Le parole del presidente non hanno fatto piacere a tutti. “Erdogan vuole intervenire sull’assetto demografico del sudest della Turchia, insediando i siriani nelle zone a maggioranza curda dove l’AKP (il Partito per la Giustizia e lo Sviluppo, ndr.) arranca dal punto di vista elettorale”, ha detto a TPI Hisyah Ozsoy, vicepresidente del partito curdo HDP.
“Ha sempre usato i rifugiati in maniera strumentale: per scucire soldi all’Unione europea prima, per allargare la propria base politica di sunniti conservatori adesso”.
Si tratterebbe dunque di una spregiudicata forma di “ingegneria demografica” secondo le opposizioni turche – simili condanne sono arrivate anche da altri leader politici come il numero uno dei repubblicani Kemal Kılıçdaroğlu – un machiavellico calcolo travestito da concessione umanitaria.
Ma gli esperti invitano a restare prudenti. “A Erdogan piace sganciare bombe mediatiche quando non apprezza l’andazzo del dibattito pubblico in Turchia”, ha spiegato a TPI Michelangelo Guida, professore alla Mayis University di Istanbul. “Ma poi non ha fatto chiarezza sulle modalità di questa presunta naturalizzazione dei profughi, e con il tentativo di coup la cosa è passata in secondo piano”.

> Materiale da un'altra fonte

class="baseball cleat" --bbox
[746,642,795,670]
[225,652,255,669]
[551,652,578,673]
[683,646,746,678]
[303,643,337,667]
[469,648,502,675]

Secondo il quotidiano Hurriyet la concessione della cittadinanza avverrebbe comunque in base a criteri di merito, in una sorta di sistema di punti all’australiana. Che però qualcosa si muove lo conferma un funzionario dell’Alto Commissariato Onu per i rifugiati: “Nei campi i ragazzi inneggiano a Erdogan, a Gaziantep le Ong raccontano di percorsi privilegiati per le richieste di cittadinanza dei medici siriani. La gente capisce che non rientrerà a breve, e che pertanto la cittadinanza è una medicina per quello che rischia di diventare uno scenario palestinese”.
Altri segnali arrivano da PDMM (Provincial Migration Management), un organo controllato dal ministero degli Interni che segue la questione dei profughi. Nella cittadina meridionale di Adana ha istituito una commissione per stabilire chi tra i rifugiati presenti debba avere la priorità nel processo di conseguimento della cittadinanza.
Nel campo di Akcakale, vicino Urfa, il numero di cosiddetti Volrep (cioè i rifugiati che decidono di tornarsene in Siria dalla Turchia) è in deciso calo da quando si è diffusa la voce che è possibile ottenere la cittadinanza.
E ancora, ad Ankara una funzionaria dell’Alto Commissariato Onu per i rifugiati che si occupa di resettlement racconta che “Erdogan ha cominciato a bloccare l’uscita dal paese di profughi che hanno ottenuto il ricollocamento in posti come il Canada e gli Stati Uniti, dopo laboriose procedure di richiesta che possono durare fino a un anno”. Il motivo? “Svolgevano una professione considerata utile, o erano particolarmente qualificati”.
Insomma, la cittadinanza non è una festa per tutti. Ma sicuramente lo sarebbe per la maggior parte degli oltre tre milioni di siriani in Turchia, numero equivalente a un quinto della popolazione di un paese che si chiamava Siria.